The percentages of patients who experienced at least one treatment-emergent adverse event of any grade were similar for the two patient groups. Grade 3 or higher adverse events occurred in 80.6% of patients in the ramucirumab/pemetrexed/platinum group and in 76.8% of patients in the pemetrexed/platinum group. The most commonly reported adverse events among patients in the ramucirumab/pemetrexed/platinum cohort included fatigue, neutropenia, thrombocytopenia, decreased appetite, peripheral edema, headache, epistaxis, back pain, dyspnea, and insomnia.
Closing Thoughts
The results of this study indicate the addition of ramucirumab did not significantly prolong progression-free survival in patients with nonsquamous NSCLC. In addition, the overall response rate was not significantly improved for patients receiving ramucirumab vs those receiving only pemetrexed and platinum-based therapy.
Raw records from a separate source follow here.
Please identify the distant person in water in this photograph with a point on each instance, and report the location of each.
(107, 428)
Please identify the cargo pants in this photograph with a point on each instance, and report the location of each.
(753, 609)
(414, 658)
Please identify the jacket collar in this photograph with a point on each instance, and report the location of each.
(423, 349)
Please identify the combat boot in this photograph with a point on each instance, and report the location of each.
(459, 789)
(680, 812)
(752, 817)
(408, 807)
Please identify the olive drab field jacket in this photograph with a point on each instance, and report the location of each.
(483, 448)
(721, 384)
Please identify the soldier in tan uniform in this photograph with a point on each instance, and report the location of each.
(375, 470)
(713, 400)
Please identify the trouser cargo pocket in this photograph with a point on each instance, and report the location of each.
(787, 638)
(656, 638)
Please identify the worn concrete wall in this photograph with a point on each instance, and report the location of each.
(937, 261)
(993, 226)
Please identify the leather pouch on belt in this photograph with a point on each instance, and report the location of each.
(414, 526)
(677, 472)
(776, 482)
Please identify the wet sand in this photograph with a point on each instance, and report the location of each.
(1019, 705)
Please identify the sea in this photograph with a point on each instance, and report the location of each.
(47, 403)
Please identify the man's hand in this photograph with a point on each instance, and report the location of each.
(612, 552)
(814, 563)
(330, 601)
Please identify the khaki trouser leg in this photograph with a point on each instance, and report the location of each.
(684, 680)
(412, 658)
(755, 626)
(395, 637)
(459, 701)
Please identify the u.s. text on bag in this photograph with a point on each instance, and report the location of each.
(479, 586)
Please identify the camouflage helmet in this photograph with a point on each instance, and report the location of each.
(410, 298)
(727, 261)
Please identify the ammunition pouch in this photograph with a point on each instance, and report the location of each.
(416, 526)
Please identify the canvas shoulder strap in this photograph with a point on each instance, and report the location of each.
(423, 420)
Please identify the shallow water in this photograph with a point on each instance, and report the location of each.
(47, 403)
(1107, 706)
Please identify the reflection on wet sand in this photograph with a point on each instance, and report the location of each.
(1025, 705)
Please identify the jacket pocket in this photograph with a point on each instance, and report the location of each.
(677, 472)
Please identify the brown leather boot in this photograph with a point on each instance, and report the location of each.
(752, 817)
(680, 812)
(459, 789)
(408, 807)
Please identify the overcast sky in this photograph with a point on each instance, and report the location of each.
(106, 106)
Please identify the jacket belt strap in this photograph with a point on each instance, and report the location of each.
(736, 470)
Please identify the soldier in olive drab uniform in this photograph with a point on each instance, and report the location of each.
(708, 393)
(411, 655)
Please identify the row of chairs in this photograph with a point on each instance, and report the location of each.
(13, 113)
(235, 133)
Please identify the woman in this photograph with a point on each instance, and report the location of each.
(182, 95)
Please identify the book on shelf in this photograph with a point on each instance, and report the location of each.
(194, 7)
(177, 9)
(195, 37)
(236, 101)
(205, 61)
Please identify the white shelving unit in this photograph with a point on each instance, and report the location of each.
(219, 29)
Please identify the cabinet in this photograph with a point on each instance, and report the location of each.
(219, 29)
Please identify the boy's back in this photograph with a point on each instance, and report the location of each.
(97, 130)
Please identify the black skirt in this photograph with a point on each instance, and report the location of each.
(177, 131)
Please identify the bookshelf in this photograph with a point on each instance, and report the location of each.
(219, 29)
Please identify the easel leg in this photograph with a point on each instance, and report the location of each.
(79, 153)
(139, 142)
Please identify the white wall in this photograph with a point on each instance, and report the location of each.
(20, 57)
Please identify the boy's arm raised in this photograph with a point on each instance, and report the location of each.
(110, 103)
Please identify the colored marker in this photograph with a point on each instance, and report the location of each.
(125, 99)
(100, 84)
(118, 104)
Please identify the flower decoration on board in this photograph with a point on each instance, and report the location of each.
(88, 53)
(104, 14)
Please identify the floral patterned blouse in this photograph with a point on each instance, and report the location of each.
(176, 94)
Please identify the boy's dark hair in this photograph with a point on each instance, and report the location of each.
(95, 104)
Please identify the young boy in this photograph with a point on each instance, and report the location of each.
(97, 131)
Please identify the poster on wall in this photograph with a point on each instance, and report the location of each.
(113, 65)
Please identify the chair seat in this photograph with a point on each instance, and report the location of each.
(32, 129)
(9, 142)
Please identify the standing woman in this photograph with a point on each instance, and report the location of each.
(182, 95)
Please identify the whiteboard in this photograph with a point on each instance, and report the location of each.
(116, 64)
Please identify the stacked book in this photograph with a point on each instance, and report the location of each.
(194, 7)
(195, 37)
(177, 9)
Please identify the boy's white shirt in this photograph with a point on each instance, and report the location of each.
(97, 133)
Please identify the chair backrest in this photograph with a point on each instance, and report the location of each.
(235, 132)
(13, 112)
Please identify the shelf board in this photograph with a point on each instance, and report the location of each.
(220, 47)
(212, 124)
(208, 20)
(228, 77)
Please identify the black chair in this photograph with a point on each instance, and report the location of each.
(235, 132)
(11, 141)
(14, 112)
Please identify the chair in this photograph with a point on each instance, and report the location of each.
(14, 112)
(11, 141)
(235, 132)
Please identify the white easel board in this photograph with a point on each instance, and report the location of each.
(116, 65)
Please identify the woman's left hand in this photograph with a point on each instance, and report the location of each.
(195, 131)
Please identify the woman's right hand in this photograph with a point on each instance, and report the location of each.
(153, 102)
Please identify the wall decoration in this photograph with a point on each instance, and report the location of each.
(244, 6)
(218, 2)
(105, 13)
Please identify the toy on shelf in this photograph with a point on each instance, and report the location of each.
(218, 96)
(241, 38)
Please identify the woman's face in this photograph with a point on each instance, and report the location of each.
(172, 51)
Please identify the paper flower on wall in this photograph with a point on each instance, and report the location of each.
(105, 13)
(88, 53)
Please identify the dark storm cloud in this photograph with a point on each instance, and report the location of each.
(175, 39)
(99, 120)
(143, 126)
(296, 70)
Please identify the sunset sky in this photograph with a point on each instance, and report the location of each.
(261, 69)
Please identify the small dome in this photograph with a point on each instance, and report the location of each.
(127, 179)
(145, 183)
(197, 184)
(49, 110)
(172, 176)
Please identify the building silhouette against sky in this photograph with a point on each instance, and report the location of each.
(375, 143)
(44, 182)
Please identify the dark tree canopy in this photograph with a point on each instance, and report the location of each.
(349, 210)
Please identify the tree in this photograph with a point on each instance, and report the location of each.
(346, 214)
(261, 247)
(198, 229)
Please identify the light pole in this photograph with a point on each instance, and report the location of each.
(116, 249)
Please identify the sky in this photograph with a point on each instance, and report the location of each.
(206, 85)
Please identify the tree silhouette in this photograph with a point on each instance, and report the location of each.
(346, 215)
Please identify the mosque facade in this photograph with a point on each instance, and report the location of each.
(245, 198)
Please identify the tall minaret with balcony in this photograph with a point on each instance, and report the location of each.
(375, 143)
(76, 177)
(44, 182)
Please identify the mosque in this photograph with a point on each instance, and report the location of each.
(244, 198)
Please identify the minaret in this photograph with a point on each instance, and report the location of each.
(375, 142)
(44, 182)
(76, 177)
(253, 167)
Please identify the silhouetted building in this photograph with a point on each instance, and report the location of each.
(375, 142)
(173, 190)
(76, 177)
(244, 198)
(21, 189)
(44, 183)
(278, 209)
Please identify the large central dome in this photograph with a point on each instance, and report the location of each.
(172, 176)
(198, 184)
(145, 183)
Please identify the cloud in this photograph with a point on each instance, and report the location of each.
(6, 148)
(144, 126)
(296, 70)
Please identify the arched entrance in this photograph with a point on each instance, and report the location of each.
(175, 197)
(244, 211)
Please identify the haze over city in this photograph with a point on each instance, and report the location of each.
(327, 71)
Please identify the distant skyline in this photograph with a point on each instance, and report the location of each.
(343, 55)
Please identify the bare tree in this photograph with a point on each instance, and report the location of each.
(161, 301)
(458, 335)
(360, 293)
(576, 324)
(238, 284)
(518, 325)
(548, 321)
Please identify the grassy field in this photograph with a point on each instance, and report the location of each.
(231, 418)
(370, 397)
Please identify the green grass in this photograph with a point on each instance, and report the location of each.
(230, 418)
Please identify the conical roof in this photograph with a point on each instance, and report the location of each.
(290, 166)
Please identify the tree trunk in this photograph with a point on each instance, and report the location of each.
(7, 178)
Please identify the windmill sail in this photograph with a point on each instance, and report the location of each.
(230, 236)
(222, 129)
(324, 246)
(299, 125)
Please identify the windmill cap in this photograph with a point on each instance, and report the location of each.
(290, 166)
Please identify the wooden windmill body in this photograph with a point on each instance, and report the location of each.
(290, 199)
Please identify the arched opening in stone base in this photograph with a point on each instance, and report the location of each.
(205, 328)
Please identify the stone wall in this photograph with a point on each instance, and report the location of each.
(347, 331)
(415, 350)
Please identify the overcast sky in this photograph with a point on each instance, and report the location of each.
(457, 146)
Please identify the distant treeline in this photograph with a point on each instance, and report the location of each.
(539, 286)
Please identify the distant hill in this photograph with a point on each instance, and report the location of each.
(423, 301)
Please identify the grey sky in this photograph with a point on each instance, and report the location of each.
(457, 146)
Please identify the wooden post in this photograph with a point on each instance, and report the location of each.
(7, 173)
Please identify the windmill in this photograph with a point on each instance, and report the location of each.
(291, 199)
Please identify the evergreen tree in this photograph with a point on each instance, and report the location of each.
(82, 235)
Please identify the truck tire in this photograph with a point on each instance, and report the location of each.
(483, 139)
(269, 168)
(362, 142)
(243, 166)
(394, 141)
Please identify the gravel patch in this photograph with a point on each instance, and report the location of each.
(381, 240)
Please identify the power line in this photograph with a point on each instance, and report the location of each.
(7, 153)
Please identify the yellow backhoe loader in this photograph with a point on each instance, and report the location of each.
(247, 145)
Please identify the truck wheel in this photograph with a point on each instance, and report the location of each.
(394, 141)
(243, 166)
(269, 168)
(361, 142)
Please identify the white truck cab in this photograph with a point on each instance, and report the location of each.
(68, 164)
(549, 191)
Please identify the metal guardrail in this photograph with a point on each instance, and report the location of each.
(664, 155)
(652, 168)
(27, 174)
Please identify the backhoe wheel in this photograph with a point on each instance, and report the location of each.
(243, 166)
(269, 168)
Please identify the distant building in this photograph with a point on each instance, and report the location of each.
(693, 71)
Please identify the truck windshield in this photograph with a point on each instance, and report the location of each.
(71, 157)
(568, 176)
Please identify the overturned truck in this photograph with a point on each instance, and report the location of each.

However, the investigators did suggest a possible clinical benefit of adding ramucirumab to established pemetrexed/platinum chemotherapy for the first-line treatment of nonsquamous NSCLC.
The investigators noted, “The results of this phase II study warrant further exploration of the suggested clinical activity of adding ramucirumab to such chemotherapy doublets.”
Robert C. Doebele, MD, PhD, of the Medical Oncology/Department of Medicine, University of Colorado, Aurora, Colorado, is the corresponding author of this article in Cancer.
This trial was funded by ImClone Systems, LLC, a wholly owned subsidiary of Eli Lilly and Company. For full disclosures from the study authors, see the article at onlinelibrary.wiley.com/journal/10.1002/%28ISSN%291097-0142.